The world needs enlighteners and I fill one such need for all of humanity, not just the Bulgarian people, says Bulgarian physics teacher Theodosii Theodosiev, who has given wings to many beautiful minds to fly. On the Day of the Bulgarian Enlightenment Leaders (November 1) he pinpoints the plagues of the Bulgarian education system, foretells an apocalyptic future for the billions of ignorant people on the planet, and sets out his optimistic vision for a worthy place in the rapidly changing world.
Bulgarian students are increasingly falling into negative charts because they lack two things – iron discipline at school and incentives for fair assessment of their work, says Theodosii Theodosiev. But the world is developing so fast that there is no room for those lagging behind. Soon there will be billions of redundancies in the labour market, a dramatic redesign of the map of the world will occur and entire nations will disappear, he predicts.
What will be the fate of this new army of unemployed people? And who will prepare the teachers for the students of the future?
“This will be the manure of mankind and from time to time some talented children will be born out of it”, replies the teacher. “The society will take these children and will try to do something from them, and the rest will be given the bare minimum – just enough for some surrogate consumption and some surrogate entertainment. The latter will be the backdrop against which those who work best and give incomparably more to society will stand out.”
Currently, Theodosii Theodosiev is creating his own expeditionary corps to train teachers for the new challenges.
“The difference between me and most of my colleagues is that, in most cases, a teacher is given 20 classes and on the 21st hour they stop working,” he explains. "There's no such option for me – we work until we finish the job. The second thing is that I put my children in combat, in a creative environment. In addition to teaching them theory at university level, I give them problems that have not been solved anywhere in the world and they cannot copy the answers from the Internet. The third thing is that children learn to work long hours. In our school camps we work from 8 am to 12 pm every day. In this way, students are taught how to handle a continuous mental workload.”

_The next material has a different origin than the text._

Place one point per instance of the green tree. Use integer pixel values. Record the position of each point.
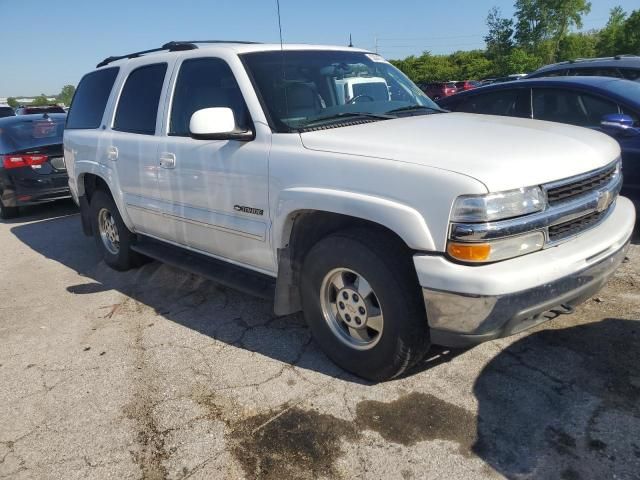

In his schools, the physicist has trained champions from world physics Olympiads, brilliant graduates of elite universities and scientists worthy of a Nobel Prize. Among them are Tenio Popmintchev - number one in the world of lasers and X-rays, Petko Dinev whose television cameras are used on American space rockets and nuclear submarines, Doctor of Computer Science from Harvard Svilen Kanev, winner of this year's John Atanasoff Award.
“The young people must first go abroad, enter into enormous competition, overcome the fear of competition, achieve more than their competitors and then start working for the whole world and in particular for Bulgaria”, Theodosii Theodosiev believes. “These people love their country, but first they have to get the chance to take the maximum, so that they can give the maximum.”
Aristotle once received an inheritance from his father commensurate with Croesus' wealth. With the money, he toured the entire ancient world, gathered the knowledge of the peoples, and only then returned to Athens to write his famous works. The prominent Bulgarian teacher Teo hopes his graduates will do the same. "I hope to teach the kids to fly their own flight, make a nice voyage around the world and come back," he adds.